Das ist auch die von mir präferierte Variante, allerdings glaube ich, das für den TE die alte Variante mit implements Comparator am einfachsten ist, wenn schon eine Liste zu sortieren zu Problemen führt...


----------



## Xyz1 (8. Okt 2016)

Ich bin ja für, man sollte erst imperativ beherrschen, bevor man sich funktional versucht.
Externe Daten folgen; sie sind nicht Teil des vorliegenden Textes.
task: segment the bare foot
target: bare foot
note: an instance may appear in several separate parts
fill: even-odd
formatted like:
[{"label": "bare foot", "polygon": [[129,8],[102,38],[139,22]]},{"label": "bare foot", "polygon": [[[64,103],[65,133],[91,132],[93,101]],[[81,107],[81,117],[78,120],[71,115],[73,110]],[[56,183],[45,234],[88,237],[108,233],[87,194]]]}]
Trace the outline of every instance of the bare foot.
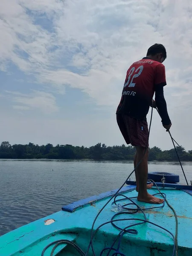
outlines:
[{"label": "bare foot", "polygon": [[164,202],[163,199],[156,198],[148,193],[145,196],[138,196],[137,200],[140,202],[145,202],[149,204],[163,204]]},{"label": "bare foot", "polygon": [[[153,186],[153,183],[150,183],[150,184],[147,184],[147,189],[151,189],[152,188],[152,187]],[[137,192],[139,192],[139,188],[137,186],[136,187],[136,191]]]}]

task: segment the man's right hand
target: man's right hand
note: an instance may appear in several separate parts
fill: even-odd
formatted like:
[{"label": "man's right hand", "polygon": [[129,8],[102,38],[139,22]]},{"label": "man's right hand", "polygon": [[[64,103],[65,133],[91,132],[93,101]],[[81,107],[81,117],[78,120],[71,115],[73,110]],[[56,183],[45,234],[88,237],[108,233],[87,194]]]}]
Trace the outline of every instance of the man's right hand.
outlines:
[{"label": "man's right hand", "polygon": [[172,124],[171,123],[170,125],[163,125],[163,127],[166,129],[166,131],[169,131],[172,125]]}]

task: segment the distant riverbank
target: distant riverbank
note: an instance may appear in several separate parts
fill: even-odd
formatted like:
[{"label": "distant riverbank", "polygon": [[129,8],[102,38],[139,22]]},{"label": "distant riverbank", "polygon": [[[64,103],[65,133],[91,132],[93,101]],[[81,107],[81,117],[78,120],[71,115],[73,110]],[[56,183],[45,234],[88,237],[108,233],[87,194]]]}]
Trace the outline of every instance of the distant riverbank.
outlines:
[{"label": "distant riverbank", "polygon": [[[192,150],[186,151],[180,146],[177,150],[181,161],[192,161]],[[149,149],[149,161],[177,161],[177,157],[174,148],[162,151],[157,147]],[[11,159],[86,159],[106,160],[132,160],[135,153],[131,145],[107,146],[98,143],[89,148],[82,146],[59,145],[54,146],[48,143],[39,145],[28,144],[11,145],[8,141],[0,146],[0,158]]]}]

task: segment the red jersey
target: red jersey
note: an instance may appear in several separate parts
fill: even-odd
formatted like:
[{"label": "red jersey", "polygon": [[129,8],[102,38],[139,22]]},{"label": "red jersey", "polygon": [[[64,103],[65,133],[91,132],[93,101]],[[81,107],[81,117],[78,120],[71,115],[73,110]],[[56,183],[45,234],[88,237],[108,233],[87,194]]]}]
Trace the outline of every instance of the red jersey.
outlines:
[{"label": "red jersey", "polygon": [[166,84],[165,66],[162,64],[147,57],[134,62],[127,71],[116,113],[145,119],[155,87]]}]

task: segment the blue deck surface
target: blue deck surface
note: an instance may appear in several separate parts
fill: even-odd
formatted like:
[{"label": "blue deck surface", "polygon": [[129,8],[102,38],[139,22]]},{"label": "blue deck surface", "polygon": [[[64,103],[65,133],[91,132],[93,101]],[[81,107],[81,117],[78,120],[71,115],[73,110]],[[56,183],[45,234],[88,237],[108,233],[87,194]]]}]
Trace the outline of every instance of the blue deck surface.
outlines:
[{"label": "blue deck surface", "polygon": [[[136,191],[133,191],[132,187],[129,188],[131,189],[130,190],[127,190],[128,188],[125,187],[123,189],[125,190],[124,194],[129,197],[136,196]],[[150,191],[151,194],[157,192],[157,190],[154,189]],[[168,201],[174,208],[177,215],[179,222],[178,244],[180,251],[183,252],[181,255],[182,256],[192,255],[191,195],[182,190],[172,189],[162,189],[161,191],[166,194]],[[110,193],[111,193],[111,192]],[[74,204],[70,207],[67,207],[71,211],[74,207],[76,210],[73,212],[60,211],[3,236],[0,237],[0,255],[41,255],[44,247],[53,241],[68,239],[69,237],[72,240],[75,239],[77,234],[79,236],[81,235],[81,230],[90,232],[95,216],[109,198],[105,197],[98,201],[96,200],[95,202],[93,201],[96,199],[95,198],[93,200],[88,198],[83,207],[82,205],[83,204],[79,202],[76,204]],[[136,199],[134,200],[141,207],[152,206],[151,204],[138,202]],[[77,206],[79,206],[79,207],[77,208]],[[115,213],[111,211],[111,204],[110,204],[99,217],[95,224],[95,228],[103,222],[111,220]],[[175,218],[173,212],[166,204],[163,209],[148,210],[145,212],[148,221],[164,227],[175,234]],[[122,218],[132,217],[143,219],[143,215],[141,213],[138,212],[134,215],[129,215],[128,217],[127,215],[126,217],[122,216]],[[54,221],[50,225],[46,225],[45,224],[48,219],[54,219]],[[119,227],[123,228],[135,222],[135,221],[126,221],[119,222],[118,224]],[[171,246],[172,248],[173,247],[173,241],[171,236],[158,227],[145,223],[137,226],[135,228],[138,231],[137,234],[126,234],[125,235],[126,239],[131,241],[133,244],[138,244],[140,246],[142,245],[148,246],[153,244],[154,245],[158,244],[163,247]],[[103,226],[101,228],[101,230],[106,233],[115,235],[117,235],[119,233],[119,231],[110,224]],[[88,238],[88,240],[89,239]],[[46,254],[46,256],[50,254]],[[151,254],[156,255],[157,254]]]}]

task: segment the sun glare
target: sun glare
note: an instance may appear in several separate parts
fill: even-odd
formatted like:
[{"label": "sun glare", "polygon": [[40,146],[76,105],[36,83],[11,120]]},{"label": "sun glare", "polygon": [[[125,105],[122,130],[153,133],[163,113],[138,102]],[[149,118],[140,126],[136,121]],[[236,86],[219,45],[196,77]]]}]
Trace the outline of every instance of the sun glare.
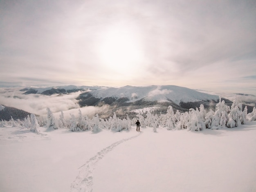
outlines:
[{"label": "sun glare", "polygon": [[121,73],[134,70],[143,59],[136,37],[124,29],[113,29],[107,31],[101,42],[100,50],[103,65]]}]

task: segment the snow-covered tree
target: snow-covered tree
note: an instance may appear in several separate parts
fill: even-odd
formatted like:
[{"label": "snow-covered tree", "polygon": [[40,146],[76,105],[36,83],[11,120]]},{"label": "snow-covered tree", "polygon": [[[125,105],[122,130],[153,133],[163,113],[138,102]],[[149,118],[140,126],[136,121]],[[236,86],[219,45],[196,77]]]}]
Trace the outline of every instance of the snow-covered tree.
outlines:
[{"label": "snow-covered tree", "polygon": [[64,117],[64,114],[63,112],[61,111],[60,115],[60,118],[58,122],[58,126],[60,127],[66,127],[66,123]]},{"label": "snow-covered tree", "polygon": [[94,124],[93,128],[92,128],[92,132],[96,132],[99,129],[99,115],[96,114],[95,116],[93,117],[93,122]]},{"label": "snow-covered tree", "polygon": [[205,121],[205,116],[206,116],[206,111],[204,109],[204,106],[203,104],[200,105],[199,112],[200,118],[201,118],[202,121],[204,122]]},{"label": "snow-covered tree", "polygon": [[31,114],[30,115],[30,118],[31,119],[31,127],[30,127],[30,130],[33,132],[38,132],[37,129],[40,126],[35,114]]},{"label": "snow-covered tree", "polygon": [[24,119],[23,125],[26,128],[29,128],[31,127],[31,121],[29,115],[28,115]]},{"label": "snow-covered tree", "polygon": [[212,121],[212,120],[215,113],[214,112],[211,110],[211,109],[210,109],[209,112],[206,114],[204,124],[205,124],[206,128],[207,129],[211,129],[211,126]]},{"label": "snow-covered tree", "polygon": [[178,121],[176,126],[176,129],[182,129],[187,128],[187,123],[190,120],[190,114],[188,112],[181,114],[180,121]]},{"label": "snow-covered tree", "polygon": [[56,123],[56,121],[53,114],[52,113],[51,110],[48,107],[47,109],[47,127],[49,128],[53,128],[54,129],[58,129],[58,125]]},{"label": "snow-covered tree", "polygon": [[242,114],[242,103],[238,103],[235,97],[231,106],[230,112],[229,114],[229,120],[227,126],[229,128],[233,128],[241,125],[240,118]]},{"label": "snow-covered tree", "polygon": [[80,109],[79,109],[79,116],[78,119],[78,122],[76,126],[83,131],[88,130],[89,129],[89,127],[90,127],[90,126],[89,125],[88,122],[85,120],[85,117],[82,115],[82,112],[81,112]]},{"label": "snow-covered tree", "polygon": [[81,130],[80,128],[76,126],[76,119],[75,116],[70,114],[71,116],[71,119],[70,119],[70,128],[71,131],[80,131]]},{"label": "snow-covered tree", "polygon": [[201,114],[198,108],[189,109],[189,121],[186,124],[188,131],[202,131],[206,129],[204,123],[201,119]]},{"label": "snow-covered tree", "polygon": [[252,112],[247,115],[247,118],[249,121],[253,121],[256,120],[256,108],[254,107]]},{"label": "snow-covered tree", "polygon": [[245,107],[245,109],[243,112],[241,113],[241,116],[240,116],[240,121],[242,125],[244,125],[246,123],[247,120],[246,117],[247,116],[247,106],[246,106]]}]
Vor Java8 sah das auch anders aus ---- UND NEIN, das möchte ich hier nicht sehen. (Aber gut, einmal gesagt, wird es auch gleich geschehen)


----------



## looparda (8. Okt 2016)

mrBrown hat gesagt.:


> Das ist auch die von mir präferierte Variante, allerdings glaube ich, das für den TE die alte Variante mit implements Comparator am einfachsten ist


Ich verstehe das nicht. Es wird doch die compareTo von Integer aufgerufen, wobei Integer Comparable implementiert.


----------



## mrBrown (8. Okt 2016)

looparda hat gesagt.:


> Ich verstehe das nicht. Es wird doch die compareTo von Integer aufgerufen, die Comparable implementiert.





looparda hat gesagt.:


> Ich verstehe das nicht. Es wird doch die compareTo von Integer aufgerufen, die Comparable implementiert.



Comparable != Comparator


----------



## looparda (8. Okt 2016)

Das habe ich auch nicht gesagt. Ich weiß nicht ob wir das hier zur Verwirrung diskutieren sollten. Gab's hier nicht mal einen Chat?


----------



## Xyz1 (8. Okt 2016)

mrBrown hat gesagt.:


> Wenn mans so mach aber statt


Auch mal auf den Kontext schauen, es handelt sich wahrscheinlich immer um Zeiten seit... d. h. das ist eine völlig unnötige Bemerkung.


----------



## looparda (8. Okt 2016)

DerWissende hat gesagt.:


> Auch mal auf den Kontext schauen, es handelt sich wahrscheinlich immer um Zeiten seit... d. h. das ist eine völlig unnötige Bemerkung.


Ich finde man darf so etwas dennoch vorschlagen. Der TE kann sich alle Varianten anschauen und vergleichen. Ich habe versucht im Kontrast die generischste Lösung aufzuzeigen, die keine Änderung am Code bei Änderung des Datentyps benötigt.


----------



## mrBrown (8. Okt 2016)

DerWissende hat gesagt.:


> Auch mal auf den Kontext schauen, es handelt sich wahrscheinlich immer um Zeiten seit... d. h. das ist eine völlig unnötige Bemerkung.


Keine Ahnung was da drin Kontext ist, aber meiner ist zwei Werte vergleichen (völlig unabhängig was die darstellen), und dafür nutzt man einfach Methoden zum vergleichen.

Kontext und so, Vergleich passt einfach besser zum Vergleich und minus besser zum Rechnen.


----------



## Xyz1 (8. Okt 2016)

looparda hat gesagt.:


> Ich finde man darf so etwas dennoch vorschlagen. Der TE kann sich alle Varianten anschauen und vergleichen.


Dadurch hat er sicher viel selber erlernt und begriffen.


----------



## looparda (8. Okt 2016)

DerWissende hat gesagt.:


> Dadurch hat er sicher viel selber erlernt und begriffen.


Wer Java verstehen möchte muss sich auf Kurz oder Lang auch mit so etwas auseinandersetzen. Ich denke wenn man diese Ansätze immerhin schon mal gesehen hat ist das schon ein Mehrwert.


----------